Certaines interventions du Palais paraissent cocasses pour un chef d’État : réorientation d’un bachelier fils de ministre, autorisation d’exploitation d’une carrière, attribution d’une licence de vente de boissons alcoolisées. Mais, dans les deux derniers cas – le rapport ne le souligne pas –, l’enjeu est plus important. Les carrières, c’est parce que Belhassen Trabelsi, le frère de l’ex-première dame, Leïla Trabelsi, s’était lancé dans le ciment. L’alcool, c’était pour mieux contrôler un marché presque monopolisé par les membres des familles Ben Ali et Trabelsi, principaux intermédiaires sur tout le territoire. À lui seul, Imed Trabelsi, le neveu de Leïla, assurait au moins 20 % des ventes de bière dans le pays.

Comme pour l’alcool, les dossiers de corruption les plus explosifs sont le plus souvent en relation avec les propres intérêts de Ben Ali, de sa famille élargie (plus d’une centaine d’adultes) et de ses alliés et protégés.

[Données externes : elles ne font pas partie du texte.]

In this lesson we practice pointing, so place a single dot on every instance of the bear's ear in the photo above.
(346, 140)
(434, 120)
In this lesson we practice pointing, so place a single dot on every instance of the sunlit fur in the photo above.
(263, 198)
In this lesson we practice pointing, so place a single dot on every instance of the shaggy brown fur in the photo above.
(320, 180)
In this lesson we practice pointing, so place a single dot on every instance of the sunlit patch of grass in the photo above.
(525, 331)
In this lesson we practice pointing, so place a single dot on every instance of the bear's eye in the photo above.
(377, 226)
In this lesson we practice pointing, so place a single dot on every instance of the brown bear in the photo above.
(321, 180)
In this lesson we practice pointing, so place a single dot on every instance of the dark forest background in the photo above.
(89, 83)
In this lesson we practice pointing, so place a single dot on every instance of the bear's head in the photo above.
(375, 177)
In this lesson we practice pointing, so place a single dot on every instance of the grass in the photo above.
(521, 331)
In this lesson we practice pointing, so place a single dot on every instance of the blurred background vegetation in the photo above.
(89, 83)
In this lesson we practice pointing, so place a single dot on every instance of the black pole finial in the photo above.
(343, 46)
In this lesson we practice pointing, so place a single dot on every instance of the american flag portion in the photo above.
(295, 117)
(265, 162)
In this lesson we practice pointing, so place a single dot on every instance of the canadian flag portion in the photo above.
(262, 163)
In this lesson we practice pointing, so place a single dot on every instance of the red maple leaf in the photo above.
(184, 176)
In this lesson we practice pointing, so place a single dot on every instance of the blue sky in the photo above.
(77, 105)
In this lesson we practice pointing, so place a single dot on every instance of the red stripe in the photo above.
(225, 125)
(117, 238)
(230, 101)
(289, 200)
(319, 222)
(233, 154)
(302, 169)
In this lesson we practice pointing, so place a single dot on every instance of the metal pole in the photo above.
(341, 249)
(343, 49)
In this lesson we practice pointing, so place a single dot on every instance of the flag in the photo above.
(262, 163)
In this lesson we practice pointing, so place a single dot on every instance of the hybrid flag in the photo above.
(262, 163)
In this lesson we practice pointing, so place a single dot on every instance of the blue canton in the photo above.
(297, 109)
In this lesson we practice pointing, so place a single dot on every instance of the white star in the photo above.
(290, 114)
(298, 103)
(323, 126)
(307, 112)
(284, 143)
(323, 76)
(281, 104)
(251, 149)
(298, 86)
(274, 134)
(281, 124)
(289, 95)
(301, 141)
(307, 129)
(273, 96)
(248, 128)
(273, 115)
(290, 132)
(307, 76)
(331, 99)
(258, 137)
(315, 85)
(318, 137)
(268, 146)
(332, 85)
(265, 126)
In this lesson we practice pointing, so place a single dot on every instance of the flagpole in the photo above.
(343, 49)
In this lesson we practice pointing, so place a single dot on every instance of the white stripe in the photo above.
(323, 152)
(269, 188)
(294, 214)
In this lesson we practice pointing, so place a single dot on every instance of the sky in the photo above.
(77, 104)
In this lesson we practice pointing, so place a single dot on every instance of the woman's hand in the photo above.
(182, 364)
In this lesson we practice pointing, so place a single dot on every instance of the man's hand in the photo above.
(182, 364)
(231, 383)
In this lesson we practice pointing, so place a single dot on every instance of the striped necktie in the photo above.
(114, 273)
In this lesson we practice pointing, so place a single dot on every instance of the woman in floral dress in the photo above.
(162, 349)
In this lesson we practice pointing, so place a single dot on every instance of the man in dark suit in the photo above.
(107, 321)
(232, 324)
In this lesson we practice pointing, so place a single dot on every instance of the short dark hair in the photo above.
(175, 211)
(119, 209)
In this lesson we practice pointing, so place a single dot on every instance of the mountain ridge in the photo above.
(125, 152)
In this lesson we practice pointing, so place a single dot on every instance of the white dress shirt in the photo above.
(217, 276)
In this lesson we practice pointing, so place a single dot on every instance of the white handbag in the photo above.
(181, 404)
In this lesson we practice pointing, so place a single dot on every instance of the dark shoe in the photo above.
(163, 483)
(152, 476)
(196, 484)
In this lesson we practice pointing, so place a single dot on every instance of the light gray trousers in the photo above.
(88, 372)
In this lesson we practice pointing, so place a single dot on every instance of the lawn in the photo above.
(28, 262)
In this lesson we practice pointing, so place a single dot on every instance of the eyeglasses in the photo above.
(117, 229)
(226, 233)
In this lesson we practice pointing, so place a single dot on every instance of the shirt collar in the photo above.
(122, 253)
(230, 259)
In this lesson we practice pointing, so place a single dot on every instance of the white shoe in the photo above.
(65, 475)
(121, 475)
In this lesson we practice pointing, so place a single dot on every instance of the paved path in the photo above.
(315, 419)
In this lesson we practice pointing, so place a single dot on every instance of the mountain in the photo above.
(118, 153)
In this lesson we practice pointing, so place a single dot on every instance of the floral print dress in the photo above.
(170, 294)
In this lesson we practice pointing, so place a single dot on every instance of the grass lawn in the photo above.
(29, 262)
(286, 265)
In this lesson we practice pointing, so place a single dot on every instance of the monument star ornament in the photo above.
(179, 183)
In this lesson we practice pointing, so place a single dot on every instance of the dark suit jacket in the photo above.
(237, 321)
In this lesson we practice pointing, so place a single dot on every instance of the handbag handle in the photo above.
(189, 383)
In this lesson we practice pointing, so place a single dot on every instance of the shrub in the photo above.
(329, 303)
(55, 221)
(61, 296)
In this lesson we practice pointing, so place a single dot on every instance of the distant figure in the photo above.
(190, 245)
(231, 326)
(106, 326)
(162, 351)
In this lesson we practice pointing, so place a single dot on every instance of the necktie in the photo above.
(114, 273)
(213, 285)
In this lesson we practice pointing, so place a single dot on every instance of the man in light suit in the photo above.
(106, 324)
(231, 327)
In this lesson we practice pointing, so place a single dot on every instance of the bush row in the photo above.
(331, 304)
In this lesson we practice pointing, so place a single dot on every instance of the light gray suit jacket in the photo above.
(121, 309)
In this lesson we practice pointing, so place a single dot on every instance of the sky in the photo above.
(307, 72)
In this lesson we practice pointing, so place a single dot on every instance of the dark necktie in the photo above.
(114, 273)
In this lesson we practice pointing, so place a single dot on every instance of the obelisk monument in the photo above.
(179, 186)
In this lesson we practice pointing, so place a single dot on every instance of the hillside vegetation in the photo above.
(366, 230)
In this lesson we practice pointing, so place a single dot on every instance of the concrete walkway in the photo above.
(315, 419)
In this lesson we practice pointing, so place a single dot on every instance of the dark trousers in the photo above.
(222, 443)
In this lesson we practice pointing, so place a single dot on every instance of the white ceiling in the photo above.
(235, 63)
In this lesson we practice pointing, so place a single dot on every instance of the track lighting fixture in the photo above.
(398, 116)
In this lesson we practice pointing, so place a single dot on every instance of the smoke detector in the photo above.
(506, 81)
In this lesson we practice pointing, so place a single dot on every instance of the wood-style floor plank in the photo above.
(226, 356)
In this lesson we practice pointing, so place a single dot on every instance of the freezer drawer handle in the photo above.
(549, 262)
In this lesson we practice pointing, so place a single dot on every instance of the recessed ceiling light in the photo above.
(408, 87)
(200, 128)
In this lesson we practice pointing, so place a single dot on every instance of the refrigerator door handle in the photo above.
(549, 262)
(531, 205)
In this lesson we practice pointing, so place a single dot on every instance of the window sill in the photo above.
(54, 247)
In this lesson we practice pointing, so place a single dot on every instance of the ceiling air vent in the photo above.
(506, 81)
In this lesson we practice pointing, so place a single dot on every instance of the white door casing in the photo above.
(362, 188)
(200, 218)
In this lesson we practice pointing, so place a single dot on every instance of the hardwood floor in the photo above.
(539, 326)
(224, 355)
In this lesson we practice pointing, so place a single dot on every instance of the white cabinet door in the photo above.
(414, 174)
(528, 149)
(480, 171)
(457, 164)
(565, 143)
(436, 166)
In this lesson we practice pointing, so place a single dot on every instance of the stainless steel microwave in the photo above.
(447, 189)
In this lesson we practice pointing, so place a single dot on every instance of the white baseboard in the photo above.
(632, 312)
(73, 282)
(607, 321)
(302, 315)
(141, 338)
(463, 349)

Les affaires les plus juteuses ont été réalisées lors de privatisations, ou de l’attribution de concessions et de marchés publics, ou encore à travers des opérations financières, bancaires et immobilières.

Abdelfattah Amor, Mr. Propre

Ils sont plus d’une douzaine de spécialistes multidisciplinaires à avoir abandonné leurs activités pour enquêter pendant neuf mois sur la corruption sous le règne de Ben Ali, avec pour mission d’identifier les rouages d’un système de prédation bien rodé. À leur tête, Abdelfattah Amor, 68 ans, professeur en droit public et ancien président du Comité des droits de l’homme de l’ONU. Lorsqu’il a été désigné pour diriger la Commission nationale d’investigation sur les affaires de corruption et de malversation (CNICM), certains lui ont reproché d’avoir été décoré par Ben Ali pour son rôle au sein du système onusien, jusqu’au jour où ils l’ont vu étaler devant les caméras de télévision le trésor de l’ex-couple présidentiel dissimulé dans le palais privé de Sidi Bou Saïd. La même équipe a pris ensuite l’initiative d’aller exhumer la mine d’informations contenues dans les archives du palais de Carthage. Sans ces documents, on n’aurait probablement jamais pu confondre – et traduire en justice – les membres du clan de Ben Ali.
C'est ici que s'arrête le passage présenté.